Of course I want to be sure that there wouldn't be an instance where two processes try to write to the file at the same time.
Thanks.
and without a special renamer-process, you definetly will still have a race-condition: A writes his unique file, B writes his unique file, A renames, B renames. A's changes are lost.
Yes it won't be instant however we are talking about cache here, if such cache file is active 1 second past first user request then it is reasonable time for most cases.
The name for filename should really include checksum for its contents, this way if A writes unique filename and then B writes it - with the same content, then overwriting same file won't matter since content was the same, otherwise filename might be different.
I think insofar as file renaming is concerned then this race condition will be handled easily by OS, something that you can't expect to happen efficiently and easy with file writing - locks may sound convinient but it's best to avoid them.
which functions do you mean?
>>Yes it won't be instant however we are talking about cache here, if such cache file is active 1 second past first user request then it is reasonable time for most cases.
you're right ... but why not make it "right" ;)
>>locks may sound convinient but it's best to avoid them.
why? if the environment is somewhat stable, they'll do the job.
locks are bad in that they will block processing - if we are talking about race conditions this automatically implies that there is a good probability that the same resources will be accessed at the same time (hence locking is needed), so this means that with lock other processes will be _blocked_ awaiting end of lock. Locking is convenient for programmers as it allows poor "serial" algorithms to be used, however the drawback is that scalability is not going to be good. Sorry for so much text - you said you wanted to get it right :)
So flock is only needed if you have separate read and write 'phases' and you don't want to lose updates.
While it's true that file locking blocks other processes and other instances of the same process, it only blocks them when they try to write to the same file -- i.e. it only blocks them when it has to, and when you want it to. If you check for 'fairly-fresh cached version exists' before you generate another cached static copy, then instances of locked-file waits should be rare indeed.
Jim
thanks for pointing me towards tempnam(), didn't know of that yet. As stated in the comments, it's not possible to do the same thing in php itself and that's mainly what had me wondering. thanks again.

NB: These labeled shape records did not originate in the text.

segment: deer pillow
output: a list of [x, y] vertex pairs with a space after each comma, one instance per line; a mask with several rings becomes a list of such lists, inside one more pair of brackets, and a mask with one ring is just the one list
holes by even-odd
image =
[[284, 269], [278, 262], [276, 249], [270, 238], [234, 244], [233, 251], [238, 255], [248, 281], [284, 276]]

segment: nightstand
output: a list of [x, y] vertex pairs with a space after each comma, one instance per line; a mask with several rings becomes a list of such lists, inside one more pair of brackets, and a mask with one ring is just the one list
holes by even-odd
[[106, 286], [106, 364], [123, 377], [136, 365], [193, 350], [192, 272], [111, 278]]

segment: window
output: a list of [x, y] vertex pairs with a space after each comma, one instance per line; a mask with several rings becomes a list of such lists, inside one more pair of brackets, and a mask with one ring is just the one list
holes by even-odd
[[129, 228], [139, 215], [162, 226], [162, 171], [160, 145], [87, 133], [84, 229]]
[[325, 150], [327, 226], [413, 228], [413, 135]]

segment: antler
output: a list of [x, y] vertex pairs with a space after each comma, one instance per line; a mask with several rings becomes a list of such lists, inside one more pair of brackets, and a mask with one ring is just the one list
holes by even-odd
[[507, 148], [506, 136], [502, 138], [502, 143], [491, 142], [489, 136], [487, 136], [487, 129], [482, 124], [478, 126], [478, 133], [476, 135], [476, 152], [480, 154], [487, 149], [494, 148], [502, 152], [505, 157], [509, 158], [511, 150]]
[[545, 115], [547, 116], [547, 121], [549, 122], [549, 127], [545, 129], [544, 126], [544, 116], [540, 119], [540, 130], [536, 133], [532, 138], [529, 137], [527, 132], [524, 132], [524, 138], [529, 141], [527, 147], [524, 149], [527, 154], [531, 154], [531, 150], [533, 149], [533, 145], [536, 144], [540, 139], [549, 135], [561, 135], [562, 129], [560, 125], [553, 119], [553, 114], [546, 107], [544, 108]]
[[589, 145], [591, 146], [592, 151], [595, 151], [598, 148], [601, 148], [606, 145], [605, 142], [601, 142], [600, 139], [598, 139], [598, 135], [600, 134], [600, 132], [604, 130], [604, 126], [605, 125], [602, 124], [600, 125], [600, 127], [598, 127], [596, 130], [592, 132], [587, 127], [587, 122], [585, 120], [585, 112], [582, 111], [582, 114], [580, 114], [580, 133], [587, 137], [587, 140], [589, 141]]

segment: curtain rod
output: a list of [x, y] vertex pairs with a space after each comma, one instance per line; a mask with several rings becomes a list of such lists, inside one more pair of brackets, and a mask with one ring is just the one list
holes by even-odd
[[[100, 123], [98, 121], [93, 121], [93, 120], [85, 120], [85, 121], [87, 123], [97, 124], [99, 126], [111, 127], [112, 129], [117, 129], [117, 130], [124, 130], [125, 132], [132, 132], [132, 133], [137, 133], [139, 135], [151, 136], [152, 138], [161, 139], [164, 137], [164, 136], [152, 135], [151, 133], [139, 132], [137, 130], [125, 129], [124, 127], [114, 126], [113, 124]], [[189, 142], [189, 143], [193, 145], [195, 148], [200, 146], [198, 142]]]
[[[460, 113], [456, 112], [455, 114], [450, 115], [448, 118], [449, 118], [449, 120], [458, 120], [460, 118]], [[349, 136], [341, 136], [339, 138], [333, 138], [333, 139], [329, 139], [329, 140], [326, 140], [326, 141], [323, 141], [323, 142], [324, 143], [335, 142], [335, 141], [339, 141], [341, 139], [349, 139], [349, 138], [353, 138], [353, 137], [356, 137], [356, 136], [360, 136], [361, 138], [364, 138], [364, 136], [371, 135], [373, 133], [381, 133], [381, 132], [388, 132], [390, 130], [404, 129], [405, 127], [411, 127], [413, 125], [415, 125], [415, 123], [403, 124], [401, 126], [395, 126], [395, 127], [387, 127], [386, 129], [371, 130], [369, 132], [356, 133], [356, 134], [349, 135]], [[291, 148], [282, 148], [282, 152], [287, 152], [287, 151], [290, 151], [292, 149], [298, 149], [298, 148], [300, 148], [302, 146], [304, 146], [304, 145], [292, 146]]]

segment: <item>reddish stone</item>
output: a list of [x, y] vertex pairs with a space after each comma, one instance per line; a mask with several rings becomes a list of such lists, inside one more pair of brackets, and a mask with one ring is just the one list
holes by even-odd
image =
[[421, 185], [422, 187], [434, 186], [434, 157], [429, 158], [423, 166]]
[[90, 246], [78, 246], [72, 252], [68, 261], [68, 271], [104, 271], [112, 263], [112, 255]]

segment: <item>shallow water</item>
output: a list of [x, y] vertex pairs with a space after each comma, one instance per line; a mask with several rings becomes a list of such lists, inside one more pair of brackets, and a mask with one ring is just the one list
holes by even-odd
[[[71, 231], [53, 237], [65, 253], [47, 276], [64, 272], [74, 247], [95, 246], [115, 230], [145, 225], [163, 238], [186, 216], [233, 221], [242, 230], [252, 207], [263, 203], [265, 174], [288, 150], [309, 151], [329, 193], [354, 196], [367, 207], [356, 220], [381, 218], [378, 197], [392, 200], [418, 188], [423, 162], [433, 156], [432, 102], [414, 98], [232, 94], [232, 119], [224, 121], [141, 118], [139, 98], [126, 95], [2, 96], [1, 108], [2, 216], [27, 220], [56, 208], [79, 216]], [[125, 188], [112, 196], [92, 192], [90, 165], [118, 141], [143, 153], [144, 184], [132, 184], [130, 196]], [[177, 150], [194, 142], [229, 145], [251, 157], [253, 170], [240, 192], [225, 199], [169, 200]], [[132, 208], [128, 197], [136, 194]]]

The thing to watch with file based caching is to avoid having too many files - NTFS for example performs very poorly when number of files in a directory exceeds reasonable number: I've had 350-400k small files once in a single directory and boy that sucked :(
Suppose cache is totally necessary, ok, then lets say you have 100000 different products for which cache needs to be created, you definately don't want that many files so generate single big cache file for all products _offline_ and keep in database offsets for each of the products and length of data to read for that cache value. This way you'd avoid auto-generating cache on the fly and effectively cache everything without getting into a big mess with lots of files (backing those up is a nightmare, and FTPing is even worse!).
Are site is dynamic, but on these high traffic peak times, I'd like to be able to toss some files off to the filesystem.
That way, my webserver (nginx) can rapidly serve the static files if they're there. If not, they can generate them from the database.
Just like wp-cache, it's a way to survive a digging or TV mention.